Mit 14 sollte er Sezieren üben - meinte seine Mutter
Kindheit, Jugend und Studienjahre hat Oliver Sacks in Grossbritannien verbracht. Er wird 1933 als Sohn eines jüdischen Ärztepaares in London geboren. Das Elternhaus ist sehr naturwissenschaftlich geprägt und Oliver, der jüngste von vier Brüdern, wird schon früh mit der herben Welt der Medizin in Kontakt gebracht.
Seine Mutter, eine Chirurgin, bringt ihm früh schon gelegentlich missgebildete Föten heim, damit er an diesen das Sezieren übe. Als er 14 Jahre alt ist, nimmt sie ihn in den Anatomiesaal mit, wo er ein Bein sezieren soll. In seiner Autobiografie («Onkel Wolfram», Rowohlt Verlag) beschreibt er, wie tief schockiert er ist, als er merkt, dass das Bein zum toten Körper eines gleichaltrigen Mädchens gehört.
Sacks' eigene Drogenerfahrungen
Nach Studien in Physiologie, Biologie und Medizin reist er 27-jährig in den Urlaub nach Nordamerika und kehrt nicht mehr zurück. In eben diese erste Zeit weg von zu Hause fallen seine Drogenexzesse. Im Kalifornien der 1960er Jahre beginnt er mit allerlei Drogen zu experimentieren: Morphium, Cannabis, LSD, Belladonna-Substanzen oder Prunkwindensamen – letztere am liebsten mit Vanille-Eis vermengt. Während eines Trips sieht er «das wahre Indigo».
Sendungen zum Thema
In einem Morphium-Rausch wird er Zeuge einer historischen Schlachtszene, die sich während zwölf Stunden im Miniaturformat auf dem Ärmel seines Morgenmantels entfaltet.
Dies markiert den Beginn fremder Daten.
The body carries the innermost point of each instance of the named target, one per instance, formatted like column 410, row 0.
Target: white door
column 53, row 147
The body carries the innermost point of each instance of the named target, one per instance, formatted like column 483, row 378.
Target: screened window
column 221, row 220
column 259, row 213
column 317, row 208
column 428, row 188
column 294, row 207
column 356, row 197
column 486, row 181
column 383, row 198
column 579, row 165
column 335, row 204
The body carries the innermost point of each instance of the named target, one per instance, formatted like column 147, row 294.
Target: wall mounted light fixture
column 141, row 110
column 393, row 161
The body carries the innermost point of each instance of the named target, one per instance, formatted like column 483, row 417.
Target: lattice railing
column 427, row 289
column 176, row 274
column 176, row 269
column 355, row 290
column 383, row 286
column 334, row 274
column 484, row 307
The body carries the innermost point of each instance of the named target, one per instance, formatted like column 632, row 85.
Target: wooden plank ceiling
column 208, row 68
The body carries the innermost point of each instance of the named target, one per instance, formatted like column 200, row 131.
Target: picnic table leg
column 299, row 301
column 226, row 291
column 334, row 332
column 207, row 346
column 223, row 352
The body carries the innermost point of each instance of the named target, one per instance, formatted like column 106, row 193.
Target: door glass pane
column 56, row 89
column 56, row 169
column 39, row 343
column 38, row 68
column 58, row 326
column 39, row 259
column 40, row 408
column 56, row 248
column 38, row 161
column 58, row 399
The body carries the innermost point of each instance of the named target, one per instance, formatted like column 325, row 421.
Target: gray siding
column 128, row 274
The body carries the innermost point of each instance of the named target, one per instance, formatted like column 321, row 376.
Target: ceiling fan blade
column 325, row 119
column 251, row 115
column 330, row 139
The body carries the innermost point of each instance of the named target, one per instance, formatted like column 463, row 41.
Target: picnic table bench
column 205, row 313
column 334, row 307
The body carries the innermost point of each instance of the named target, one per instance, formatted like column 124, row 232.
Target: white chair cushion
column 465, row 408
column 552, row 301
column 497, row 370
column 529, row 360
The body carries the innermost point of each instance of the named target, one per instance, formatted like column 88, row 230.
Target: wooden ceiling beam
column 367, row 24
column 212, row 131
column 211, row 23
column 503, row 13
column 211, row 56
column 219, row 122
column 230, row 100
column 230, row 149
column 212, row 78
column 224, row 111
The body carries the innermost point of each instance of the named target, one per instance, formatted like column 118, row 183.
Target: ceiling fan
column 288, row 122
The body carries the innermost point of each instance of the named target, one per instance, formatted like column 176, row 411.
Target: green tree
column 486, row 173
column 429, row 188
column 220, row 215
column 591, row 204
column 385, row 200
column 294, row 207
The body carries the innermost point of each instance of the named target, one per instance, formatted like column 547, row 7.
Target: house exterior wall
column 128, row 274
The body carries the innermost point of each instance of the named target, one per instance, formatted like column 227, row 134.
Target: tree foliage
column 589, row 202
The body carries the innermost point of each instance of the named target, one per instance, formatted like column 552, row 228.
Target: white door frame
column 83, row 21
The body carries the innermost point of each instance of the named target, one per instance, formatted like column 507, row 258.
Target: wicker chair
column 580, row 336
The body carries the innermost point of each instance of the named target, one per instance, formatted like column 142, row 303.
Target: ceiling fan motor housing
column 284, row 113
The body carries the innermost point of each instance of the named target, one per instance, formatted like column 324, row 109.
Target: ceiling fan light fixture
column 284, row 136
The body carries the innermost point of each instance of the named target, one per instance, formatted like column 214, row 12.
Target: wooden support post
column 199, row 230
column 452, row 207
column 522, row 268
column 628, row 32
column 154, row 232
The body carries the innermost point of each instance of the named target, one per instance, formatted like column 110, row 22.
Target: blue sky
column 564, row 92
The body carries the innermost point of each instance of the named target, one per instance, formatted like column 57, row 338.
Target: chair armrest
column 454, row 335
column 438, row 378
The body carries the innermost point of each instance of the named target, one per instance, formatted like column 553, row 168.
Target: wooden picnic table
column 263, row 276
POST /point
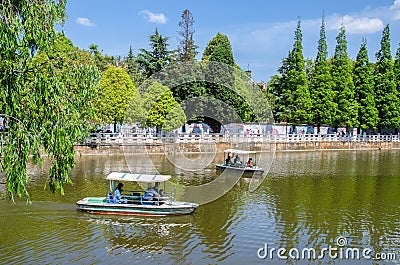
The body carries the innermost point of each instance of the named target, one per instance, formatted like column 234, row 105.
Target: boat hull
column 246, row 170
column 99, row 205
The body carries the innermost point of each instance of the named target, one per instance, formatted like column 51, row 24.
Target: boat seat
column 110, row 198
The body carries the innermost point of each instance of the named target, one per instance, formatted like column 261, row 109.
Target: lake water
column 344, row 201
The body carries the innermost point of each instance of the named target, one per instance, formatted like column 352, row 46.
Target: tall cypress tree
column 322, row 95
column 397, row 70
column 159, row 57
column 343, row 84
column 364, row 90
column 385, row 87
column 299, row 102
column 187, row 49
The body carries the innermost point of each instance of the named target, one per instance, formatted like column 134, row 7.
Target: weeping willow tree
column 45, row 95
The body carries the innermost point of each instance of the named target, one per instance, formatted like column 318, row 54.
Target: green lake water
column 307, row 200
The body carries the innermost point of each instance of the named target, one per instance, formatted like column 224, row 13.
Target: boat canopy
column 137, row 177
column 240, row 152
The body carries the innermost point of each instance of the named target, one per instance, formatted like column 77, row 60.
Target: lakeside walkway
column 107, row 139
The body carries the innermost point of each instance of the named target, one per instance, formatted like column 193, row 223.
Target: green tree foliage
column 187, row 49
column 364, row 90
column 131, row 66
column 162, row 110
column 220, row 80
column 322, row 95
column 41, row 97
column 219, row 39
column 396, row 69
column 159, row 57
column 293, row 95
column 387, row 100
column 343, row 84
column 102, row 61
column 115, row 92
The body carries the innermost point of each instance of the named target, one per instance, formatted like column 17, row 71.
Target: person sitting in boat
column 237, row 160
column 250, row 162
column 118, row 197
column 151, row 192
column 228, row 160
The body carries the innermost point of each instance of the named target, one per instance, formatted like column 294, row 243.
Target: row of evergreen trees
column 186, row 84
column 338, row 91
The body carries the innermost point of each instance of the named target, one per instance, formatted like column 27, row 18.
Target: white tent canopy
column 120, row 176
column 240, row 152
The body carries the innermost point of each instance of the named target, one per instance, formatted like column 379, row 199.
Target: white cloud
column 396, row 9
column 355, row 25
column 154, row 18
column 84, row 22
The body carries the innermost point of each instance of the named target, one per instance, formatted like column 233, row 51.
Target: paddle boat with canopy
column 154, row 201
column 241, row 160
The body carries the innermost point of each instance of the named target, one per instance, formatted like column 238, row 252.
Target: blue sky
column 261, row 32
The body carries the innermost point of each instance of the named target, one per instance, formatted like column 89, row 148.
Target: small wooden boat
column 236, row 161
column 151, row 202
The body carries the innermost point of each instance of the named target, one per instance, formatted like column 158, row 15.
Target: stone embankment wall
column 157, row 148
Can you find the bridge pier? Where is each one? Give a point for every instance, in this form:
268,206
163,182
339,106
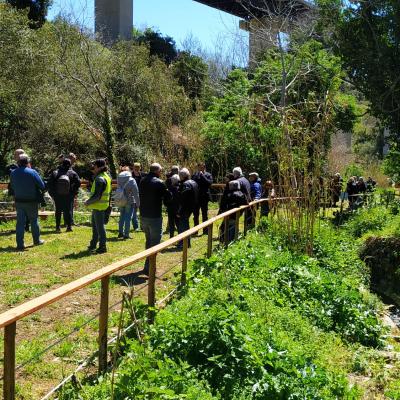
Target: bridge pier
113,20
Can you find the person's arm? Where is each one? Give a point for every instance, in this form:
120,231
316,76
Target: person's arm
99,188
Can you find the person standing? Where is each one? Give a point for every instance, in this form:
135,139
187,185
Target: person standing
152,192
171,210
99,202
246,190
188,201
63,185
255,186
173,206
27,186
73,159
130,195
268,193
233,198
244,183
204,181
137,175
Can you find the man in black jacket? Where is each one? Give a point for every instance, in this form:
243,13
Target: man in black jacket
152,192
204,181
63,185
188,200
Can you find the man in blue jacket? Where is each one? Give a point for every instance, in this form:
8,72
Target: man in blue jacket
27,186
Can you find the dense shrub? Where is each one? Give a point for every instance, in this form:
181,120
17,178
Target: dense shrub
256,322
367,220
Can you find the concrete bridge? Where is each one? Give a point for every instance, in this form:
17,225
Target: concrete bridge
263,19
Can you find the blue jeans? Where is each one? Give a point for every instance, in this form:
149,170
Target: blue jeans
125,215
135,220
98,229
152,228
27,211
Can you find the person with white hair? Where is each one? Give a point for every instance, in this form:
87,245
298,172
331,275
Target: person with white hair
234,198
26,185
152,192
172,224
173,206
188,199
244,183
204,181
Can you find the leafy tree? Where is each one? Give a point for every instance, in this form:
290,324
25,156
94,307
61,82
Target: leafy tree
366,34
191,72
163,47
245,126
37,10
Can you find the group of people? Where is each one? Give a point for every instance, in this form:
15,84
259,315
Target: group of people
184,194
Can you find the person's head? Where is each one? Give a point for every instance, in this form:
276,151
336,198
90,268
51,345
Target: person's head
124,168
229,177
17,153
253,177
269,185
99,166
156,169
175,180
23,160
73,158
237,172
174,170
66,164
137,167
201,166
234,185
184,174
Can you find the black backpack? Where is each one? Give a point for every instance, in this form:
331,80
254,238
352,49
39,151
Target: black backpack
63,185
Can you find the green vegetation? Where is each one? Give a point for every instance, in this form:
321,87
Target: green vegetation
260,321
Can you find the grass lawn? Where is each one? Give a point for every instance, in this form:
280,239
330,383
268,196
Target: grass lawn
63,258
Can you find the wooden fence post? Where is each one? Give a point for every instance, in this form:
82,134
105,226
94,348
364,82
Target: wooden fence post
103,324
237,225
226,231
151,294
184,261
9,361
209,243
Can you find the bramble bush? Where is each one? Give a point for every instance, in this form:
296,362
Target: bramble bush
256,321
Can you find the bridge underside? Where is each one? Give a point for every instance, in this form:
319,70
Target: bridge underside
250,9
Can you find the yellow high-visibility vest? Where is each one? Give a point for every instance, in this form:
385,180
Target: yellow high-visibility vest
104,202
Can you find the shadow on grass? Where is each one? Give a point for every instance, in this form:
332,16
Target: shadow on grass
172,250
77,255
131,279
13,249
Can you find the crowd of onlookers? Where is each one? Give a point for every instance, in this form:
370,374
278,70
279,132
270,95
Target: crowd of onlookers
183,194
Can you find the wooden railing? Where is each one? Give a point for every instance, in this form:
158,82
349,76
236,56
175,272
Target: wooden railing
9,319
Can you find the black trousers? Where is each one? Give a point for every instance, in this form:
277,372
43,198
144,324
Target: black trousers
203,206
63,206
173,222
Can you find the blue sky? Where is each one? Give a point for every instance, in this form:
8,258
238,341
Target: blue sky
179,19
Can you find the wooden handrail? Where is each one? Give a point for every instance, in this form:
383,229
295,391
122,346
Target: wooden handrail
25,309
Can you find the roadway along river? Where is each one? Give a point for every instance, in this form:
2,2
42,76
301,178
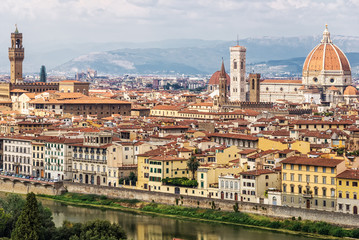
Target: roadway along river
146,227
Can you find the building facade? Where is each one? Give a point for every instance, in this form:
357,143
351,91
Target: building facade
238,73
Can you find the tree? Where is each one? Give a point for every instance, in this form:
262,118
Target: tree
193,165
12,205
102,230
28,224
43,74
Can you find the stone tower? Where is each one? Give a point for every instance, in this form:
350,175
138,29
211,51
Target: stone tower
254,87
16,56
238,73
222,98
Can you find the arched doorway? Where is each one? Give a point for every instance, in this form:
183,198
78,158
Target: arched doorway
308,203
274,201
92,179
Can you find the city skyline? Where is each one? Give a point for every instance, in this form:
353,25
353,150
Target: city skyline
141,20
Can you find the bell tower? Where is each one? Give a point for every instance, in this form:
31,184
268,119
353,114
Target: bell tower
16,56
222,98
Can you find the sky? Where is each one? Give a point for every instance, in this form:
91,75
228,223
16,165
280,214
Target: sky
74,21
55,31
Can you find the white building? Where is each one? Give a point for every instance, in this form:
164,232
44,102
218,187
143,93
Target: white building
229,187
17,155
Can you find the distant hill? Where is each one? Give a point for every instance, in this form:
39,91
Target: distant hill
270,55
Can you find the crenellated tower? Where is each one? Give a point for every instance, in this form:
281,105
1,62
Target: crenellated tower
223,95
238,73
16,57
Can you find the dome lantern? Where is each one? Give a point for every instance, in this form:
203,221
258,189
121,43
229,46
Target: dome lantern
326,35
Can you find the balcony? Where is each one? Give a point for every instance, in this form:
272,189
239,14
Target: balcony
89,160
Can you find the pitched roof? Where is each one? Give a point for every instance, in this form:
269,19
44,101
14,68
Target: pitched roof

Doch Sacks fängt sich, bildet sich weiter und eröffnet bald eine neurologische Praxis in New York. Er arbeitet am «Einstein College» in New York, später an der Columbia University. In den 1970er Jahren verfasst er seine ersten populärwissenschaftlichen Bücher. Zeit seines Lebens lebt er allein und bleibt ein liebevoller Einzelgänger, der aus einem reichen Fundus von Begegnungen mit den unterschiedlichsten Patienten schöpft.
Sacks im Kino
Oliver Sacks‘ Fallsammlungen zu den rätselhaften Anwandlungen des menschlichen Gehirns entwickeln sich regelmässig zu Bestsellern. Vielen ist Oliver Sacks – wohl ohne, dass sie sich dessen bewusst sind – im Kino begegnet. Bereits Sacks zweites Buch «Awakenings» über die Opfer der «Europäischen Schlafkrankheit» findet nämlich seinen Weg ins Kino. Schauspieler Robin Williams verkörpert im Hollywood-Drama «Awakenings - Zeit des Erwachens» aus dem Jahr 1990 den jungen Neurologen Sacks zu Beginn seiner Karriere.
Heute ist Oliver Sacks auf einem Auge blind, deswegen auf einen Stock angewiesen und – wie er selber sagt – an Land ein eher tollpatschiges Wesen. Trotzdem geht er weiter seinen Weg. Er hat eine Anstellung an der New York University.
Sein jüngstes Buch «Drachen, Doppelgänger und Dämonen» ist erst vor wenigen Monaten erschienen und Oliver Sacks betreut noch immer Patientinnen und Patienten in seiner Praxis.
Patienten, die sich häufig nach der Lektüre seiner Bücher, auf eigene Initiative bei ihm vorstellen und deren Symptomatik er dann wiederum in seinen Büchern zum Thema macht.